DoJobber
========
DoJobber is a python task orchestration framework based on writing
small single-task idempotent classes (Jobs), defining
interdependencies, and letting python do all the work of running
them in the "right order".
DoJobber builds an internal graph of Jobs. It will run
Jobs that have no unmet dependencies, working up the chain
until it either reaches the root or cannot go further due to
Job failures.
Each Job serves a single purpose, and must be idempotent,
i.e. it will produce the same results if executed once or
multiple times, without causing any unintended side effects.
Because of this you can run your python script multiple times
and it will get closer and closer to completion as any
previously-failed Jobs succeed.
Here's an example of how one might break down the overall
goal of inviting friends over to watch a movie - this
is the result of the ``tests/dojobber_example.py`` script.
.. image:: https://raw.githubusercontent.com/ExtraHop/DoJobber/master/example.png
:alt: DoJobber example graph
:width: 90%
:align: center
Rather than a yaml-based syntax with many plugins, DoJobber
lets you write in native python, so anything you can code
you can plumb into the DoJobber framework.
DoJobber is conceptually based on a Google program known as
Masher that was built for automating service and datacenter
spinups, but shares no code with it.
Job Structure
=============
Each Job is is own class. Here's an example::
class FriendsArrive(Job):
DEPS = (InviteFriends,)
def Check(self, *dummy_args, **dummy_kwargs):
# Do something to verify that everyone has arrived.
pass
def Run(self, *dummy_args, **dummy_kwargs):
pass
Each Job has a DEPS attribute, ``Check`` method, and ``Run`` method.
DEPS
----
DEPS defines which other Jobs it is dependent on. This is used
for generating the internal graph.
Check
-----
``Check`` executes and, if it does not raise an Exception, is considered
to have passed. If it passes then the Job passed and the next Job will
run. It's purpose is to verify that we are in the desired state for
this Job. For example if the job was to create a user, this may
look up the user in /etc/passwd.
Run
---
``Run`` executes if ``Check`` failed. Its job is to do something to achieve
our goal. DoJobber doesn't care if it returns anything, throws an
exception, or exits - all this is ignored.

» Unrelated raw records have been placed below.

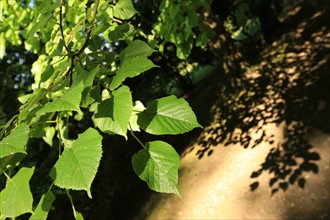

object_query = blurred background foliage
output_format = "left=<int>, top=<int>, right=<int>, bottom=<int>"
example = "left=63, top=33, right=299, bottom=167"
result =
left=0, top=0, right=326, bottom=219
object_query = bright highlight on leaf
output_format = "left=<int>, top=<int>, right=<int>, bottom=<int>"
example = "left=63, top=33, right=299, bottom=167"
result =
left=50, top=128, right=102, bottom=198
left=0, top=168, right=34, bottom=219
left=110, top=57, right=157, bottom=90
left=113, top=0, right=136, bottom=20
left=37, top=82, right=84, bottom=114
left=132, top=141, right=180, bottom=195
left=93, top=86, right=133, bottom=138
left=29, top=191, right=55, bottom=220
left=120, top=40, right=154, bottom=61
left=0, top=124, right=29, bottom=158
left=138, top=96, right=201, bottom=135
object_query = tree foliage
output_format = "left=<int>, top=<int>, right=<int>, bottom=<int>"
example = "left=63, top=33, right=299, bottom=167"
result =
left=0, top=0, right=206, bottom=219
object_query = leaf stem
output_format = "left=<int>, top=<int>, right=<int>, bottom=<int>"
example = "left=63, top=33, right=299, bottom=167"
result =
left=65, top=189, right=77, bottom=219
left=60, top=0, right=70, bottom=55
left=128, top=123, right=146, bottom=148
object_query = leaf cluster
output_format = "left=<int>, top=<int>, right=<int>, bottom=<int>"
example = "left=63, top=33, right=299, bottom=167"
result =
left=0, top=0, right=200, bottom=219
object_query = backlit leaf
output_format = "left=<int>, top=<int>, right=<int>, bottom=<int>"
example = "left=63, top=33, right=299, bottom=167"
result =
left=0, top=124, right=29, bottom=158
left=120, top=40, right=154, bottom=61
left=93, top=86, right=133, bottom=138
left=50, top=128, right=102, bottom=198
left=113, top=0, right=136, bottom=20
left=37, top=82, right=84, bottom=114
left=30, top=191, right=55, bottom=220
left=132, top=141, right=180, bottom=195
left=110, top=57, right=156, bottom=90
left=0, top=168, right=34, bottom=219
left=138, top=96, right=201, bottom=135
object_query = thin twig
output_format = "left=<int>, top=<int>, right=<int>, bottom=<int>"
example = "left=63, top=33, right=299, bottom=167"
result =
left=60, top=0, right=70, bottom=55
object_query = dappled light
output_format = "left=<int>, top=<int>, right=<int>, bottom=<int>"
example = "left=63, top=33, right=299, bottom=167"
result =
left=184, top=2, right=330, bottom=193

An example might be creating a user account, or adding a database
entry, or launching an ansible playbook.
Recheck
-------
The Recheck phase simply executes the ``Check`` method again. Hopefully
the ``Run`` method did the work that was necessary, so ``Check`` will verify
all is now well. If so (i.e. ``Check`` does not raise an Exception) then
we consider this Job a success, and any dependent Jobs are not blocked
from running.
Job Features
============
Job Arguments
-------------
Jobs can take both positional and keyword arguments. These are set via the
set_args method::
dojob = dojobber.DoJobber()
dojob.configure(RootJob, ......)
dojob.set_args('arg1', 'arg2', foo='foo', bar='bar', ...)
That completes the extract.